Figure 1.--A German reader tells us that this school photograph was taken during the NAZI era in the 1930s, but we do not know where it was taken. It looks like it may have been Bavaria. We were surprised to see the German children wearing open-toe sandals in the 1930s.
NAZI schools were organized traditionally, as they continued the basic structure of primary and secondary education. We do not yet, however, have much information on the organization of these schools, ages, and policies such as academic selection. The NAZIs maintained the basic structure of German eduacation, but grafted on to it Party schools to train the future generation of leaders. There were special NAZI Party secondary schools for chosen children. There were also post-secondary Party schools. The German educational system from top to bottom was geared to the political requirements of the NAZI regime focusing on inoculating German children and youth with totalitarian, xenophobic, and anti-semetic concepts.
The NAZIs maintained the basic educational structure established in the Weimar Republic. The Reichstag in 1920 passed a law providing for compulsory education of all children between 6 and 14 years of age. Children attended the Grundschule (Foundation School). Advanced primary education was provided by the Volksschule (People's School). The NAZIs did not alter this basic syructure, but used primary schools as a forum for Party propaganda. Instilling young, impressionable minds with NAZI ideology was crucial to ensure acceptance of these principles as adults.
The NAZIs maintained the basic structure of German secondary education inherited from the Weimar Republic. There were three categories of state secondary schools which offered a total of up to 9 years of instruction. The best known was the Gymnasium which offered a classical curriculum. The other two, the Real-Gymnasium and the Oberrealschule, offered a curriculm giving greater emphasis to the sciences and utilitarian courses. The NAZIs while not changing this basic structure, added new schools that were designed to train the future leaders of the Third Reich. Two new types of secondary schools were created.
The first was Nationalpolitische Erziehungsanstalt (NPEA or NAPOLA) schools. The second was the Adolf Hitler Schools. The difference between these two schools is not altogether clear and sems in part to reflect the intermable beureaucratic infighting so prevalent in the Third Reich.

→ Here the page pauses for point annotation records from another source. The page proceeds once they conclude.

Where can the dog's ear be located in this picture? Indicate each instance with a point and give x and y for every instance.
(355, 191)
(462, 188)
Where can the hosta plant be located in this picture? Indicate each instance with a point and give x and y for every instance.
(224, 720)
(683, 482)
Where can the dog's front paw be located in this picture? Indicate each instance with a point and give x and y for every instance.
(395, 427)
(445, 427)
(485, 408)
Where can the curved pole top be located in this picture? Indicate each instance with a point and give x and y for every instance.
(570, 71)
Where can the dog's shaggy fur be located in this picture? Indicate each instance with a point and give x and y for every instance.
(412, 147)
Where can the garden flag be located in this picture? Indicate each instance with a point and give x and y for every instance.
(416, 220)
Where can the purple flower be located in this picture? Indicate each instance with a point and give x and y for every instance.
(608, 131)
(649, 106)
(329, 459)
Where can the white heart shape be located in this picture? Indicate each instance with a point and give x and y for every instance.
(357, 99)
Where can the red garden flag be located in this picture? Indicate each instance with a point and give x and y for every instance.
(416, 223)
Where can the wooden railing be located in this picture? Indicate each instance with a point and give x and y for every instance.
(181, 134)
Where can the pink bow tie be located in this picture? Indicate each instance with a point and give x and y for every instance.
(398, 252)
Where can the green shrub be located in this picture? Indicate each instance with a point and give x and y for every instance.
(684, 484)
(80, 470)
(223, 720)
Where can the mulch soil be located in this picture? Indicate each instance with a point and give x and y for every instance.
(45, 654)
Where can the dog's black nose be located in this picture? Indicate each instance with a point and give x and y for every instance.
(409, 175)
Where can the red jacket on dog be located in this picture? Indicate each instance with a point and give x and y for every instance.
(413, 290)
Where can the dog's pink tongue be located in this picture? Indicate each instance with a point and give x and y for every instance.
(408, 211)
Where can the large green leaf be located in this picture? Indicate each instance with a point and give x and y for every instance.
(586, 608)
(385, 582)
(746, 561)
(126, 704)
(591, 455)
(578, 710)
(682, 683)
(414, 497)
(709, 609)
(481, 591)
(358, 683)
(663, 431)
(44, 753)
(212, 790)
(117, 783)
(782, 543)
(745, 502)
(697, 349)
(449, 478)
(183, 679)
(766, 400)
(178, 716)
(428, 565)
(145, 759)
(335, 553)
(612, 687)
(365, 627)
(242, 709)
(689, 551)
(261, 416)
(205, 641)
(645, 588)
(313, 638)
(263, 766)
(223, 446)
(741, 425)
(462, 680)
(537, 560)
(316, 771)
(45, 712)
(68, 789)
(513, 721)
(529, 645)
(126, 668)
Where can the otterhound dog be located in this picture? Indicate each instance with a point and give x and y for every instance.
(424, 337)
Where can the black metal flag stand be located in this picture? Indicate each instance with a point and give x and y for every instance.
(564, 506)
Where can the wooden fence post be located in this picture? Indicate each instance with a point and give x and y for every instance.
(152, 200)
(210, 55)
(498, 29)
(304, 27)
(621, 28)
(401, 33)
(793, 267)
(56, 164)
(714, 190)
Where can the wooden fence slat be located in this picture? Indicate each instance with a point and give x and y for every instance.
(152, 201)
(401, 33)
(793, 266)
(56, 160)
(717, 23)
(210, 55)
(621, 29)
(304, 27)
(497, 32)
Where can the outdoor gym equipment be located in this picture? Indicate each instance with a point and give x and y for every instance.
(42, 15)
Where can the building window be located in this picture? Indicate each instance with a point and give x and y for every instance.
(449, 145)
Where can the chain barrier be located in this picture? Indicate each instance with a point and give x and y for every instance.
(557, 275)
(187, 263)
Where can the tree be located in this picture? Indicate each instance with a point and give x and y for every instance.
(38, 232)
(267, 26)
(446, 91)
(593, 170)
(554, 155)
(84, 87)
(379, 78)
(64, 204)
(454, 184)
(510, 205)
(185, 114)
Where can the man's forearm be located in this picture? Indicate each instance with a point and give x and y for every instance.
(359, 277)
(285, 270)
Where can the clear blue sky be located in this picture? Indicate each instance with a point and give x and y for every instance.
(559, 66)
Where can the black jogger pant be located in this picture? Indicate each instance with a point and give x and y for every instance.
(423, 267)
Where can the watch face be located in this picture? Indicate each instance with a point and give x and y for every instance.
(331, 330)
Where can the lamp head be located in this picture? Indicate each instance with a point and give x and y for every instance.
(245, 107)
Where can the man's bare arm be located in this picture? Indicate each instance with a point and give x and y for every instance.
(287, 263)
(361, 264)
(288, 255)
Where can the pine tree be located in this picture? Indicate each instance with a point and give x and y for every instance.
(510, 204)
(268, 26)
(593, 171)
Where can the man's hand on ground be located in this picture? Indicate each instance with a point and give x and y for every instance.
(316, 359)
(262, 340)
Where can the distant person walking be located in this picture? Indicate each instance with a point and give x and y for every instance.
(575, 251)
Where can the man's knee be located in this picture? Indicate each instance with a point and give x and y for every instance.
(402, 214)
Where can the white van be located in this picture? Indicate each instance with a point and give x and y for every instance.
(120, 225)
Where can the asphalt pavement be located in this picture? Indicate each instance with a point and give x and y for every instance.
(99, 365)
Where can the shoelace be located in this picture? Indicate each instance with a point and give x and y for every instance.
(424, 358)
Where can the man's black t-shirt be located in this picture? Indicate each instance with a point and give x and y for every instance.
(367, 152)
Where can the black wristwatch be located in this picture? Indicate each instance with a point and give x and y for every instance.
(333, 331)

The NAZIs inherited 25 universities from the Weimar Republic, including siome of the most prestigious institutions of higher eduvation in the world. After graduating from secondary schools, qualified German students could attend university. The NAZI introduced a mandatory labor service. University amission required a racial test. Jewish prodessors were almost immediately dismissed and Jewish students soon also excluded from the university. I believe Mischling were generally excluded from secondary schools so had little opportunity to attend university. Students whose parents were involved in pre-1933 political activity oposing the NAZIs might also be excluded unless they redeamed themselves in the Hitler Youth. The NAZI Party also established new elite educational facilities for leadership training.